# Exoplanet Detection Technical Report:

### Objective:

Design a neural network to detect planets passing in front of their stars by analyzing observed brightness. 

#### Answer the question: <br>
Out of all the stars visible in the night sky (thought to be 5,000) how many stars have detectable planets?
<br>

### Data Collection:

The measured levels of light, known as "light curves", used in this project were observed by the Kepler Spacecraft. <br>
Kepler was designed to measure these transit events in an effort to estimate how many earth-like planets there are in the Milky Way.<br>
The data collected by Kepler is a timeseries of the magnitude of light measured from stars taken at about 30 minute intervals. 

Transit Detection Method:	
Advantages <br>
> Can be easily applied to many stars compared to other exoplanet detection methods.

Disadvantages <br>
> Only a small fraction of actual planets happen to have an orbital plane that puts them between their star an our observation point.
> This method is known to have a high false positive rate.


Model: <br>
The model chosen for this problem is a one dimensional convolutional neural network. <br>
Convolutional neural networks (CNN's) are often used in image processing and pattern detection problems where the sequence of the input is important. Transit events create sharp dips in the brightness of their stars, this CNN will learn to recognize these types of patterns and classify the star system as containing at least one exoplanet or not.

### Description of data
The data used in this project is from the third campaign of Kepler's first mission.
Each campaign lasted up to 90 days, then the spacecraft performed a rolling maneuver to optimize the alignment of its solar panels.

The magnitude of light is the output of the light sensitive instrument, measured in electrons per second.

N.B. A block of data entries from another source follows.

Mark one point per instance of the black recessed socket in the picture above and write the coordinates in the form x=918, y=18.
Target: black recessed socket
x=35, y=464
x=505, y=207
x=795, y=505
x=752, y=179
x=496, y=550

It was then adjusted by NASA to account for systematic error from the spacecraft and changes in the background light as Kepler trailed the Earth on its journey around the sun.	

### Data gathering and cleaning process:
To obtain the data, I used wget scripts made for NASA's Bulk Data API. These wget scripts are contained in batch files and are run from the terminal. There is a lot of data contained in the Kepler Archive and for computational concerns, the data used in this project was limited to small portions of some of Kepler's missions. Still, the amount of data downloaded from NASA for this project took up about 250 gigabytes of memory.<br>

#### Extracting
The light curves are contained in .fit files along with a lot of other data including the image of the star and other readings from its many instruments.
The relevant data was extracted by looping through each .fit file and saving the corrected light flux levels in a seperate file. 

#### Handling Null values <br>
The light curves contained some "one-off" single missing values throughout the time series as well as longer "strings" of missing data that could last as long as 20 hours.
The "one-off" missing values were filled with the mean of the nearest two recorded light levels. This kind of mean imputation was used because the missing values would not stand out as patterns to be detected by the neural network. It also follows the logic that the magnitude of light between two points in time would be between the two known points unless acted on by some external factor. The assumption that there is no external factor is one we want to be making for these missing values unless there is some evidence that that is not the case.<br>

The longer "strings" of missing data were filled in with the next non-null value in the time series. This has the potential to create "skips" in the data that could be recognized by the neural network and skew its results if there is some correlation between these skips and whether the star is classified as having a planet or not. To account for this, the light curves were randomized across time so that the missing values would be less likely to occur in some systematic pattern.

### Data Exploration:
This is a good example of what the light curve looks like with several very obvious transits.
You can see the sharp decreases in brightness when the planet passes in front of the star.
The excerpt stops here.